Throughout history, that has been the lore of Lord Stanley’s Cup – that great teams have great goalies. From Jacques Plante and Terry Sawchuk, to Bernie Parent and Ken Dryden, to Billy Smith and Grant Fuhr, to Patrick Roy and Martin Brodeur – they all led their teams to multiple titles. Brodeur is still playing with his three titles, but no one else currently in the league has multiple titles as a No. 1 netminder. In fact the list of title winners is short:
- Corey Crawford – 2013
- Jonathan Quick – 2012
- Antti Niemi – 2011
- Marc-Andre Fleury – 2009
- J.S. Giguere – 2007
- Cam Ward – 2006
- Nikolai Khabibulin – 2004
That’s it. And Giguere and Khabibulin are now backing up much younger starters. All got paid/are getting paid because they did what every goalie that ever got geared up aspired to do – lead a team to the Stanley Cup championship. As well they should.
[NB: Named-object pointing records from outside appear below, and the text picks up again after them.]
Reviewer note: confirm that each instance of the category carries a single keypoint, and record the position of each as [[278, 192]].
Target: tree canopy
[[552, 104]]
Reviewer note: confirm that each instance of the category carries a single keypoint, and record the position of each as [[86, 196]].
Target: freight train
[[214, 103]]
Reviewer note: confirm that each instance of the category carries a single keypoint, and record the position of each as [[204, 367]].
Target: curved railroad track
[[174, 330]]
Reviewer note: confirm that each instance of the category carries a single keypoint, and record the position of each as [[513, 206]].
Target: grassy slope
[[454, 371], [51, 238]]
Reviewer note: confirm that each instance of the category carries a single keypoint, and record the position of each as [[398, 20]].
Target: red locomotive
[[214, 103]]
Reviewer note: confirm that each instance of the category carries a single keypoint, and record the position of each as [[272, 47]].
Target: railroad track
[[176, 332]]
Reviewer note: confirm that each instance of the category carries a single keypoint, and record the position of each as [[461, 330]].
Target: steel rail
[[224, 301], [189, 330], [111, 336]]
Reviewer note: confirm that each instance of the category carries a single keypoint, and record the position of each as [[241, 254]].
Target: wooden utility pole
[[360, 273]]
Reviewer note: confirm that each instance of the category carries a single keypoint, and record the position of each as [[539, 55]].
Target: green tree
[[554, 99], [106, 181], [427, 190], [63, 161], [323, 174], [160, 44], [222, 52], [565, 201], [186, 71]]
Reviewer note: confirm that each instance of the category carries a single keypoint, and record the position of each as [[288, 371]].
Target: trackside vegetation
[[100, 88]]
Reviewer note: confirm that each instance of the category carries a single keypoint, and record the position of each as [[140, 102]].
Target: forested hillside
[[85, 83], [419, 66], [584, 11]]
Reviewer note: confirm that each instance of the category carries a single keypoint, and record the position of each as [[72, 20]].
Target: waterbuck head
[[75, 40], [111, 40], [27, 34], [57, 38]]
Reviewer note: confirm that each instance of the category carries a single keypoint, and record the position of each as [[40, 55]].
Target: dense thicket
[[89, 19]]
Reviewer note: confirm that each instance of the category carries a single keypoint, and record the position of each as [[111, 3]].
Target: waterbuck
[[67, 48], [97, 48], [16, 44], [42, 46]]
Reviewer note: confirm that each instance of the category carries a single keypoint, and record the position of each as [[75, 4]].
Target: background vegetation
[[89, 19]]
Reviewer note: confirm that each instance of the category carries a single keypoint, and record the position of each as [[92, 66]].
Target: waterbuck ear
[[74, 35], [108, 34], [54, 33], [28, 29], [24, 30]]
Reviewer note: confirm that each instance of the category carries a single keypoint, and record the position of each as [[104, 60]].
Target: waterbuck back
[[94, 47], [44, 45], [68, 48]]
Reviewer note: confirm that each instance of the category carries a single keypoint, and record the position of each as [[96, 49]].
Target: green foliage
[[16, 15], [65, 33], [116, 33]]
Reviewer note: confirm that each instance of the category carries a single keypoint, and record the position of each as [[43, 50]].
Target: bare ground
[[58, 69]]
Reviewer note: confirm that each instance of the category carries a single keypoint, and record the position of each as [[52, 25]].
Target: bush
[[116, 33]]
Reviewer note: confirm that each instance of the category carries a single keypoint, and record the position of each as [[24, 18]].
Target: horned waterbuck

The list, however, shows how difficult it is to win a single championship, never mind multiple. That’s why the local angst that used to surround Chris Osgood’s relative worth was largely misplaced. Yes, the teams he was part of were outstanding, but Ozzie got it done and was a key, clutch performer. Dryden used to have the same knock, so people looked at his shortcomings rather than the role he served. All he did was win six Cups in eight years with the Canadiens – the definition of getting it done under pressure.
So, as the debate rages on as to who you would rather have as your goaltender, I think committing to Jimmy Howard was the prudent thing to do. He is one of their own – has earned his wings, so to speak, having grown up in the organization – just like Ozzie did. He is getting paid before leading his team to the Cup, but so are 24 other No. 1 netminders. It is the way of today’s cap era economics. Salary slotting is necessary. Gone are the days of dynasties.
What remains is the respect winning brings. No matter the price.